Straw Dogs (2011) Review

By Paco McCullough

Sam Peckinpah's 1971 film, Straw Dogs, is unarguably a classic. No matter your opinion of the film, it has certainly stayed in the cultural consciousness for the last forty years. Peckinpah's film makes the viewer feel quite dirty, especially during a prolonged (and questionable) rape scene. It's been called misogynistic and even facistic by respected critics like Pauline Kael. So what does this weekend's remake do to bring the story to a new generation of viewers?

Not a whole lot. While it retains the overall plot and similar characters, director Rod Lurie shifts the action to the American South for a broad portrait of American life. Painting in such broad strokes, Lurie turns all the characters into stereotypes.
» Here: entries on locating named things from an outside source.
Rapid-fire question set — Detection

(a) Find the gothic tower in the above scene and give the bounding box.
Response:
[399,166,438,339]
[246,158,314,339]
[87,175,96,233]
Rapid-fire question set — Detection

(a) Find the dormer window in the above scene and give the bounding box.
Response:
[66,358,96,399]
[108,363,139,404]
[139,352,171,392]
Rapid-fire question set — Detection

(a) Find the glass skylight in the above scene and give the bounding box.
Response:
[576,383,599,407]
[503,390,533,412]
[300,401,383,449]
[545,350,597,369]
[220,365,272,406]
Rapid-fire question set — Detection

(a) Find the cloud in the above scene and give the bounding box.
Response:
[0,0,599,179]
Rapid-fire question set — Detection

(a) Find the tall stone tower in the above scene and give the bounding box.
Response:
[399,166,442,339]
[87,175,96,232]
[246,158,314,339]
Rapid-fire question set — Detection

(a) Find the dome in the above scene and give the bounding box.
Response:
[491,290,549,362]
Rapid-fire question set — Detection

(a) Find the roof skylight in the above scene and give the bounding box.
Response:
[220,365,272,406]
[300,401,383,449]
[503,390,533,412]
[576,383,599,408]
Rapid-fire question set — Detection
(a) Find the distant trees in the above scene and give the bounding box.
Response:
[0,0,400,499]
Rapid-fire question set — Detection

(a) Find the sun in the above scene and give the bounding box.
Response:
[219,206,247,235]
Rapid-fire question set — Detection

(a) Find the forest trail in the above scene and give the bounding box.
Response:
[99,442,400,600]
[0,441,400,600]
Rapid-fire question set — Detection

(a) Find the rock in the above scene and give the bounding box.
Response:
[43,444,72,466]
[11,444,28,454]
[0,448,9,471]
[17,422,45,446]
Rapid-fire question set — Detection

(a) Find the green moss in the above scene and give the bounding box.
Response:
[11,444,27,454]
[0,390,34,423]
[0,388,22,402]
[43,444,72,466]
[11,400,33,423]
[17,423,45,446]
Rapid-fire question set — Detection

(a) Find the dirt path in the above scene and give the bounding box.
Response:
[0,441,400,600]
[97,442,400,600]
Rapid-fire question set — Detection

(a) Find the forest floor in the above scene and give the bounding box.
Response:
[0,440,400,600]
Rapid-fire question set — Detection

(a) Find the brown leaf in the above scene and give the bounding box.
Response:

Liberals are brainy and rednecks like beer and football, that sort of thing. Admittedly, some of that was in the previous film, but by shifting it to American rednecks, it feels like a very clumsy commentary.

The overall plot is slightly changed to adapt to the new setting. Characters are changed from uncles to football coaches, that sort of thing. For the most part it's the same story though: an intellectual and his wife move to the country so he can work on a screenplay. Soon, they are having uncomfortable dealings with the local population, reaching a night of incredible violence.

Whereas Peckinpah makes the violence that mild-mannered Dustin Hoffman unleashes incredibly disgusting, brutal, and hard to watch, Lurie chooses a sensationalistic approach. Although many of the shots are ripped of completely from the original, the tone is very different. People in the audience cheered as mild-mannered James Marsden unleashed the same violence on his attackers. Instead of a film using violence as a statement of the beast in all men, this film simply uses it for excitement. While it is slightly cathartic, it's nowhere near as powerful as it should be.

I was happy for the excitement when it came, however. This film is so horribly paced that when I looked around the theater I could see the bored expressions on almost every person in the audience's face. There's a good hour and a half where almost nothing occurs before picking up the pace. Some of it is necessary for setup, but the majority of scenes feel extraneous. These scenes almost always have to do with the schism between red states and blue states and none of it goes anywhere.

James Woods stole the show as a drunken coach with a short fuse. I couldn't decide what to feel about the other performances. All the characters seemed both one dimensional and unlikable (even the protagonists), but I couldn't decide whether that was due to a shoddy script or weak performances. I'll give the actors the benefit of the doubt and say they did the best they could with what was available.

This film was one of the biggest disappointments of the year, weakening the name of the original film. However, in a year this film will have been forgotten while Peckinpah's will continue to live on in infamy.

(A final note: they changed David Sumner from mathematician into a screenwriter who is writing about Stalingrad. Blatant metaphor anyone?)